Plus isn't the protocol data already included somewhere in the packet for this purpose?
No. At least, not at the level that the port usually indicates: you know what sort of higher level IP protocol is being sent (eg: TCP, UDP), but not what the content of that is (eg: HTTP, SMTP).
Also, What happens to the data if you send HTTP or some other kind of protocol to a destination of port 25 (which expects SMTP)?
TCP just passes the data to the application layer, which can do anything to it that it wants. Most of the time, you just get errors. Sometimes you get exploitable security holes.
Occasionally you get nice behaviour for incorrect clients, like the plain text HTTP errors that some HTTPS servers will give when you don't use SSL to the port.
Third, what happens to the data if you send it to a port that isn't bound with any program, and therefore not being listened to?
You get an ICMP error message from the receiving system. Technically, the receiver could do anything it pleased, but in practice, that is what happens.
Finally, if a port can only be bound to a single program, how can multiple programs that depend on incoming HTTP data be running on my computer at the same time?
When your browser makes an HTTP connection to a remote server it uses a random local port, and talks to the well known port (80 or 443) on the remote server. IN this case the is unique for each distinct outbound connection. (Though, technically, it doesn't have to be, as for the server case.)
On the server side, when you listen, only one process can accept new connections on a port (in Unix / BSD sockets), but it can pass the established connection to other processes to service. Because the set is unique, traffic can be routed to the right connection.
Best Answer
Futher to Hello71s answer, it might help to visualise a port by thinking about the structure of an address in a packet. A packet being a unit of data passed around a network. TCP is an example of a transport layer protocol that uses ports, and is commonly used over IP.
So IP has two addressing components - the source IP and the destination IP. TCP adds to this by using a source port and a destination port. It is the ports that enables the recieving machine to differentiate traffic destined for the same IP address - ie, if you have a server that recieves both web requests and email on a single IP address, then you need to determine which application should recieve the data - the email service or the web service. So they may look like this if a single user was to carry out a web request and an email request to the same server:
The web service owns port 80 and the email service owns port 25 - they "listen" on their respective ports, which enables the traffic to end up in the right place.
The source port is "ephemeral" - in that is it made up at the time the packet is sent. However, it still serves a useful purpose. It enables both ends of the connection to keep track of separate conversations. Consider if our user sent two simultanous web requests:
This lets the web service know that these are separate requests, but also, the return traffic from the webserver - the web pages - are sent back to the respective source ports, which enables the browser to know which request the server is responding to.
Note that this all refers to port numbers, from a TCP/IP perspective, the actual data being moved across these ports could be anything. It doesn't care or have any awareness of applications, so if you had web traffic on port 25 and email on port 80, it would be none-the-wiser.

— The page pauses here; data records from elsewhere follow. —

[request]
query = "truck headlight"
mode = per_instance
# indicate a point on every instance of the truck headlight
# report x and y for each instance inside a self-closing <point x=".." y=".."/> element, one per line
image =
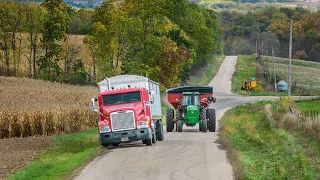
<point x="104" y="129"/>
<point x="143" y="124"/>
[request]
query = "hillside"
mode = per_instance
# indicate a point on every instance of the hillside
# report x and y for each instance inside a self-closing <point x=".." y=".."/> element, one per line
<point x="305" y="76"/>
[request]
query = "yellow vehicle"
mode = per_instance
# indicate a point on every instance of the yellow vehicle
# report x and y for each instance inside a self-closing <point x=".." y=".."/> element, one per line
<point x="248" y="85"/>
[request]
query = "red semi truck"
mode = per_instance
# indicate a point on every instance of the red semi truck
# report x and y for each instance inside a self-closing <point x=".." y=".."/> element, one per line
<point x="129" y="109"/>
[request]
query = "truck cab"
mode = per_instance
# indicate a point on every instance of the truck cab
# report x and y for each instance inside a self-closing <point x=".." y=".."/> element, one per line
<point x="128" y="113"/>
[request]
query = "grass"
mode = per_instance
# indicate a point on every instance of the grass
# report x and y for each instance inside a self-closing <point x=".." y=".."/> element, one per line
<point x="245" y="69"/>
<point x="34" y="107"/>
<point x="65" y="155"/>
<point x="204" y="75"/>
<point x="305" y="76"/>
<point x="308" y="105"/>
<point x="259" y="151"/>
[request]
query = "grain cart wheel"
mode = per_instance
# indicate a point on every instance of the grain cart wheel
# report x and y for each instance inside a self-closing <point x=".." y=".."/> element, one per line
<point x="179" y="125"/>
<point x="170" y="116"/>
<point x="204" y="120"/>
<point x="211" y="115"/>
<point x="160" y="134"/>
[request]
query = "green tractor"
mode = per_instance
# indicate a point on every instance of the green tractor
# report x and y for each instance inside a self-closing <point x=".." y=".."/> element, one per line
<point x="191" y="108"/>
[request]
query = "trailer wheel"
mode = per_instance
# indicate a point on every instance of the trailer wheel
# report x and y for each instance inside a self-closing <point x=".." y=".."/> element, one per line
<point x="211" y="115"/>
<point x="179" y="125"/>
<point x="160" y="134"/>
<point x="170" y="116"/>
<point x="148" y="142"/>
<point x="204" y="120"/>
<point x="154" y="137"/>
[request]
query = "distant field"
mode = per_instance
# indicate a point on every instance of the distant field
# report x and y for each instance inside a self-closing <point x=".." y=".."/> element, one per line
<point x="305" y="76"/>
<point x="34" y="107"/>
<point x="204" y="75"/>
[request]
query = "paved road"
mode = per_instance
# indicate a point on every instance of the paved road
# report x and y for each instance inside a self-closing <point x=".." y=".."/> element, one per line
<point x="190" y="155"/>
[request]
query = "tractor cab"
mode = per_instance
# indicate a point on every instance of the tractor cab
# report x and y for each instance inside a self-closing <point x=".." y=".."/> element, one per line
<point x="192" y="108"/>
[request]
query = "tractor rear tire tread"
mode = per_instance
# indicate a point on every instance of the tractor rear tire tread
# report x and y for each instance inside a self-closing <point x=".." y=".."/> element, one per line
<point x="211" y="115"/>
<point x="203" y="118"/>
<point x="170" y="117"/>
<point x="160" y="134"/>
<point x="179" y="125"/>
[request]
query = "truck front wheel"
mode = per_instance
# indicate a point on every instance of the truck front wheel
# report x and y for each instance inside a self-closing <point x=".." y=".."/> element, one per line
<point x="170" y="116"/>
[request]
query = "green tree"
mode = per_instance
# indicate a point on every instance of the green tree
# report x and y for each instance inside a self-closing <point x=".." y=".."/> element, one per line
<point x="54" y="30"/>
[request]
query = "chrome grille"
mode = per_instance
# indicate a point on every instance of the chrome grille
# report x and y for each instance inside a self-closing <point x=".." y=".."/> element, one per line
<point x="123" y="120"/>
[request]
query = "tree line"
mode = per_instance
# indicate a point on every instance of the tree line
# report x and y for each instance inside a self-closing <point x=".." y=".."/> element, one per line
<point x="268" y="29"/>
<point x="160" y="39"/>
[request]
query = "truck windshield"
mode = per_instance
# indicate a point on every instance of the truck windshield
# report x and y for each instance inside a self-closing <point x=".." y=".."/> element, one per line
<point x="121" y="98"/>
<point x="197" y="100"/>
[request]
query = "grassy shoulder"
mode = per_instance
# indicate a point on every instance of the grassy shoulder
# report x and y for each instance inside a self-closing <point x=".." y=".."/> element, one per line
<point x="257" y="150"/>
<point x="63" y="157"/>
<point x="204" y="75"/>
<point x="308" y="105"/>
<point x="304" y="76"/>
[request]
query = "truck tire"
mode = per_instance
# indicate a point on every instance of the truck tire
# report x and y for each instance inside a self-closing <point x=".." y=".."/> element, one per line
<point x="170" y="116"/>
<point x="204" y="120"/>
<point x="211" y="115"/>
<point x="160" y="134"/>
<point x="179" y="125"/>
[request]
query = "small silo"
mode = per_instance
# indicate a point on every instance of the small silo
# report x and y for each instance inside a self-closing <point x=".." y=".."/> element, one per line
<point x="282" y="86"/>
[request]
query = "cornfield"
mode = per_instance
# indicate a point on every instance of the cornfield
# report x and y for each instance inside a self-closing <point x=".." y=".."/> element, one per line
<point x="33" y="107"/>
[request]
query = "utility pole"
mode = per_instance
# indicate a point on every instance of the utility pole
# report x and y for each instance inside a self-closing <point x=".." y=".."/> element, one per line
<point x="290" y="52"/>
<point x="274" y="72"/>
<point x="261" y="52"/>
<point x="267" y="72"/>
<point x="257" y="49"/>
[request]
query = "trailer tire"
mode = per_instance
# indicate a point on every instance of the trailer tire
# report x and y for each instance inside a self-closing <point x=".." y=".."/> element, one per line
<point x="170" y="117"/>
<point x="211" y="115"/>
<point x="179" y="125"/>
<point x="204" y="123"/>
<point x="160" y="134"/>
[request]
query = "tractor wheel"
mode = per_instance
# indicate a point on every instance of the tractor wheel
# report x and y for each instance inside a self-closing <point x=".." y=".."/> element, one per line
<point x="154" y="137"/>
<point x="211" y="115"/>
<point x="160" y="134"/>
<point x="178" y="118"/>
<point x="204" y="120"/>
<point x="148" y="142"/>
<point x="170" y="116"/>
<point x="179" y="125"/>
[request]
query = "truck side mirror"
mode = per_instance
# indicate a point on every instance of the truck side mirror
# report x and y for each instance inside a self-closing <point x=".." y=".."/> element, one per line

It is up to the sending and receiving application to ensure the data is the right structure, and this is where application protocols come in. HTTP is an example of an application protocol that web browsers use to communicate with web servers. It is a well defined protocol that ensure that the browser will send requests to any web server and that webserver will understand and respond sensibly. But what it doesn't include in its definition is anything about how packets get from A to B - that is the responsibility of the preceding layers - the transport, internet and link layers.